Nel luglio 2019, BP comunicava di aver dato esecuzione alla Delibera dell’8 maggio 2019 prevedendo, per tutti i voli, l’interruzione della reprint fee policy praticati sin dalla fine del mese di aprile 2019 e la tolleranza di un errore fino a tre caratteri nell’annotazione del nominativo in prenotazione senza l’emissione di una nuova carta d’imbarco. Tuttavia, si manteneva fermo il diritto di negare l’imbarco in caso di non concordanza tra il nominativo indicato nel biglietto e nel documento di riconoscimento oltre i tre caratteri, autorizzando in via eccezionale l’imbarco sui voli operati in ambito nazionale/intracomunitario dei passeggeri i cui secondi/terzi nomi non fossero riportati sul biglietto.

Sospettando il perdurare delle condotte aggressive già sanzionate, l’AGCM ha avviato un procedimento per verificare l’ottemperanza alla Delibera dell’8 maggio 2019. Nel febbraio 2020, Blue Panorama ha annunciato di aver nuovamente rimodulato la propria Policy del nominativo nell’intento di superare definitivamente ogni aspetto ritenuto non in linea con la Delibera dell’8 maggio 2019. In particolare, BP ha previsto che gli errori ed omissioni rilevanti per negare l’imbarco al passeggero sarebbero stati solo ed esclusivamente quelli idonei a pregiudicare definitivamente la completa identificazione di quest’ultimo e non già la sola alterazione di alcune lettere ovvero la mancanza di middle names/s ovvero la ripetizione del medesimo nome o cognome.
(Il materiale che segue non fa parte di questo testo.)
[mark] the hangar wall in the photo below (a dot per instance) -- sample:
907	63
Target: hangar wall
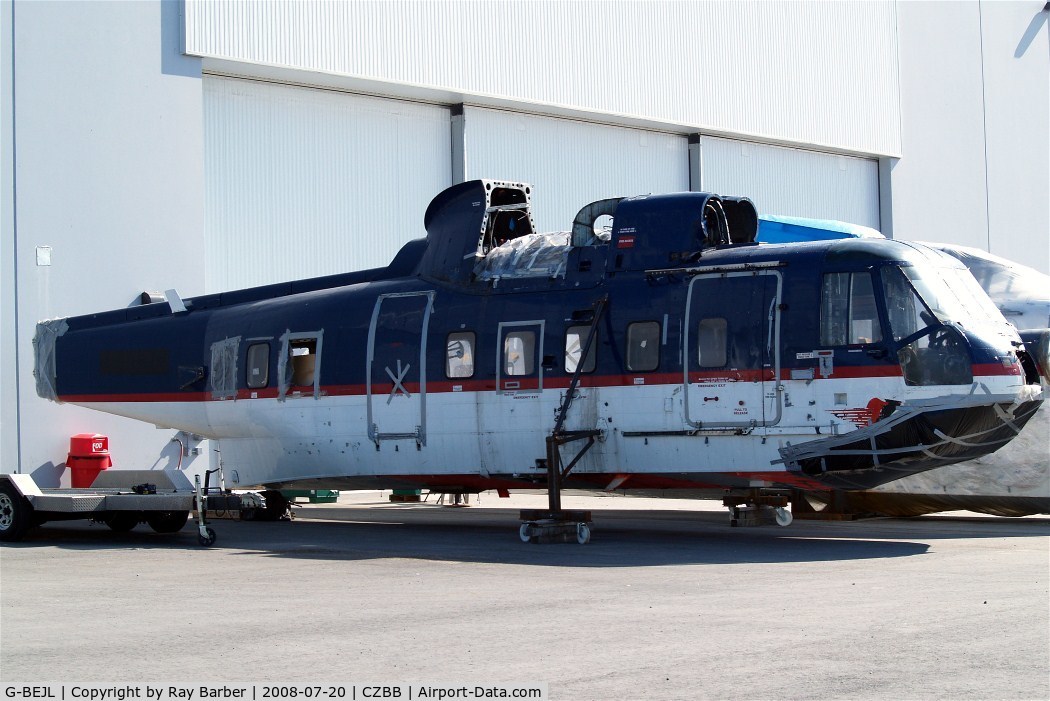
208	146
819	73
974	115
105	169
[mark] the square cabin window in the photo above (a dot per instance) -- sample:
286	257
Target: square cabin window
519	353
459	356
711	342
643	346
574	339
258	365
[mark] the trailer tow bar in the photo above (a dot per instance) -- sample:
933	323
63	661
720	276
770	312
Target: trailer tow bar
206	535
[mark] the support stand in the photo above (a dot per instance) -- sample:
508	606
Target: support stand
554	524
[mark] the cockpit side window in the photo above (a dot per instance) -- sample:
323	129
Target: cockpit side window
907	314
848	314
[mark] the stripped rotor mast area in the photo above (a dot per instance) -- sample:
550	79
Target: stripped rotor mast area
669	349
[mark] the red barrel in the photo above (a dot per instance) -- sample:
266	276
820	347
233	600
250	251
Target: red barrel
88	455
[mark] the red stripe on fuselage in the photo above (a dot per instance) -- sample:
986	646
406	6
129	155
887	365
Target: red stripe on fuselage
528	384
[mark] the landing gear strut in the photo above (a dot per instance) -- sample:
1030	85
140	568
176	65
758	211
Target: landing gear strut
758	507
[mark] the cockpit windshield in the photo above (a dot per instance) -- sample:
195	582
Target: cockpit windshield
945	294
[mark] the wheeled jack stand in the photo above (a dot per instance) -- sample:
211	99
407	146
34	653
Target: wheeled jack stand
557	525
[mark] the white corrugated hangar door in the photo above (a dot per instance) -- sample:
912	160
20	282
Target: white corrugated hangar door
792	182
302	182
569	163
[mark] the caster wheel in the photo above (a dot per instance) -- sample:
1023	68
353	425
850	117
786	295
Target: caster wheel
207	539
583	533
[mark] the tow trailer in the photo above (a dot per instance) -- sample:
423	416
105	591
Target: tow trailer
119	498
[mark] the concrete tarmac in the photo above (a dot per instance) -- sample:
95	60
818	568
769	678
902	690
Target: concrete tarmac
667	601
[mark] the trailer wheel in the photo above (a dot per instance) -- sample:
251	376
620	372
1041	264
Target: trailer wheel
122	522
207	538
167	522
16	513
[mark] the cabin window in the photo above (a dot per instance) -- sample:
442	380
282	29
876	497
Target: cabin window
848	315
575	337
303	361
711	342
459	359
519	353
299	365
224	368
643	346
257	365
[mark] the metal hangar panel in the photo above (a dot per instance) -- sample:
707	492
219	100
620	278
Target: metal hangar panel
302	182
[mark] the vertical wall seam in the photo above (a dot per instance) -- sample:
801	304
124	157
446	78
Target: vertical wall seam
14	259
984	126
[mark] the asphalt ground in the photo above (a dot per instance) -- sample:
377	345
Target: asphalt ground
667	601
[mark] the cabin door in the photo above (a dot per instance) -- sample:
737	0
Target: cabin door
731	349
396	375
512	421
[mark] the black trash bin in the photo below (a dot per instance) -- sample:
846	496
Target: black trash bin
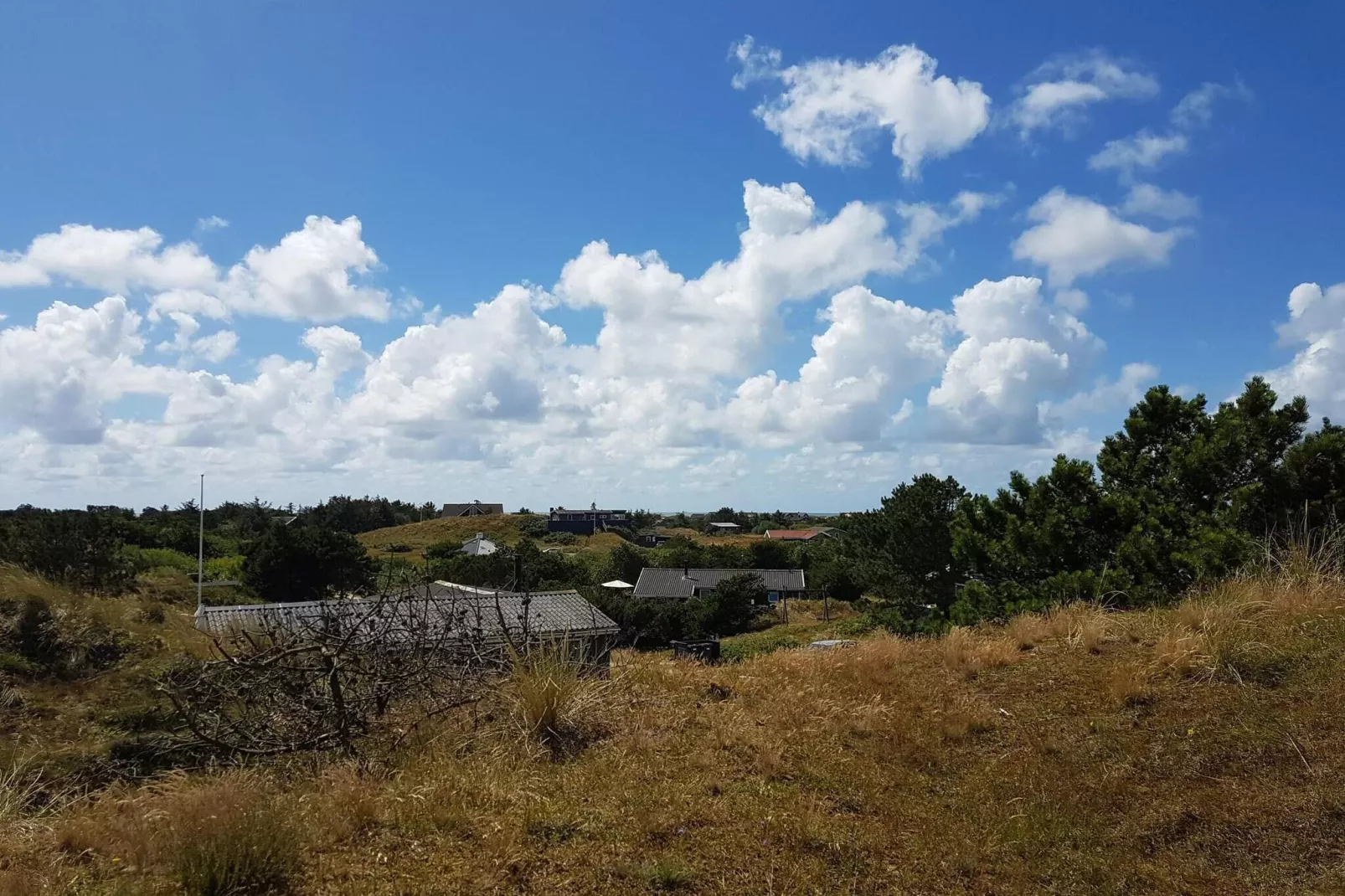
708	650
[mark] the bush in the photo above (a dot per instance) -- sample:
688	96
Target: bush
534	528
237	852
730	608
148	559
48	645
225	568
303	563
757	643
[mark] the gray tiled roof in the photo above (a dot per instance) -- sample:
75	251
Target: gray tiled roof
467	614
670	583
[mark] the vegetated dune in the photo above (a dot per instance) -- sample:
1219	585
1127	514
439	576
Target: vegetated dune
1189	749
410	540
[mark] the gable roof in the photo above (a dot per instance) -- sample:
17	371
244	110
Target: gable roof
471	509
670	583
471	615
799	534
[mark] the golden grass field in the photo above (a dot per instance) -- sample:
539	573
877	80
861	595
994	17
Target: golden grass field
499	528
1191	749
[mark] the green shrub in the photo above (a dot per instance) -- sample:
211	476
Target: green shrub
150	559
244	853
757	643
225	568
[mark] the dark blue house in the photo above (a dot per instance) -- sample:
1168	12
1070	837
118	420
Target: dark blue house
585	523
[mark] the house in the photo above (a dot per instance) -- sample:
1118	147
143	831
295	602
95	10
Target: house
479	547
471	509
799	534
487	622
697	583
585	523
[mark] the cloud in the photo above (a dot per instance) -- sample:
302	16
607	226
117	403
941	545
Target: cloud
57	376
829	109
214	348
1317	324
672	381
925	222
1171	205
1107	394
1058	93
1016	350
1078	237
872	353
1198	106
1143	150
111	260
307	276
659	323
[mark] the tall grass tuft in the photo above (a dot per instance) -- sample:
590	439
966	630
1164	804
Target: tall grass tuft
233	840
553	700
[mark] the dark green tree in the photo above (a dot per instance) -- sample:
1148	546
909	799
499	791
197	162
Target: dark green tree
1036	543
1312	485
730	607
904	549
307	563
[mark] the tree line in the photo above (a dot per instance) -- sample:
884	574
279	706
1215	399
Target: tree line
1178	497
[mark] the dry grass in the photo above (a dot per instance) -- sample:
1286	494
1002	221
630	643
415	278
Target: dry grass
1027	630
959	765
552	700
1079	625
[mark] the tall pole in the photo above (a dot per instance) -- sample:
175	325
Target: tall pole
201	543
Ciononostante, con il provvedimento in esame l’AGCM ha accertato l’inottemperanza alla Delibera dell’8 maggio 2019 da parte di BP per la Policy del nominativo adottata tra il luglio e il febbraio 2020. In particolare, BP avrebbe violato la delibera poiché, inter alia:

(i) ha continuato ad applicare, almeno fino al novembre 2019, la reprint fee a quei passeggeri che avessero prenotato prima della fine del mese di aprile 2019 (solo a partire dal dicembre 2019, BP ha intrapreso l’iniziativa di rintracciare i consumatori che avevano subito il supplemento, erogando loro un voucher del valore di 50 euro);

(ii) ha riaffermato l’asserito diritto a negare l’imbarco al passeggero, nell’imminenza del volo già prenotato e pagato, anche laddove la mancanza o l’alterazione di più di tre lettere nel nominativo inserito in prenotazione, ovvero l’omesso inserimento del/dei middle name/s, non ostacolassero di fatto il riconoscimento personale in base al documento di identità esibito alla partenza, richiedendo, il pagamento di un secondo biglietto, alla tariffa ultima applicabile o alla c.d. tariffa last minute (di 299,99 euro), generalmente più onerose rispetto all’acquisto originario.

In particolare, con riferimento alla condotta sub (ii), l’AGCM ha precisato che la normativa europea ed italiana in materia di pubblica sicurezza, invocata da BP, fosse connessa alla completezza dei dati identificativi, e non soltanto di quelli ‘nominativi’, del trasportato.

L’AGCM, tuttavia, ha riconosciuto che, in esito alle modifiche attuate nel febbraio 2020, la Policy del nominativo fosse conforme con quanto ordinato.

Infine, l’AGCM ha riconosciuto una circostanza attenuante per aver adottato iniziative volte a ristorare i consumatori incorsi nella reprint fee, irrogando a BP una sanzione pari a 1,2 milioni di euro.

La decisione in commento evidenzia che le imprese incorse in una diffida da parte dell’AGCM devono prestare particolare attenzione nel modificare la propria condotta, assicurandosi di rispettare il contenuto sostanziale del divieto imposto per evitare una nuova sanzione.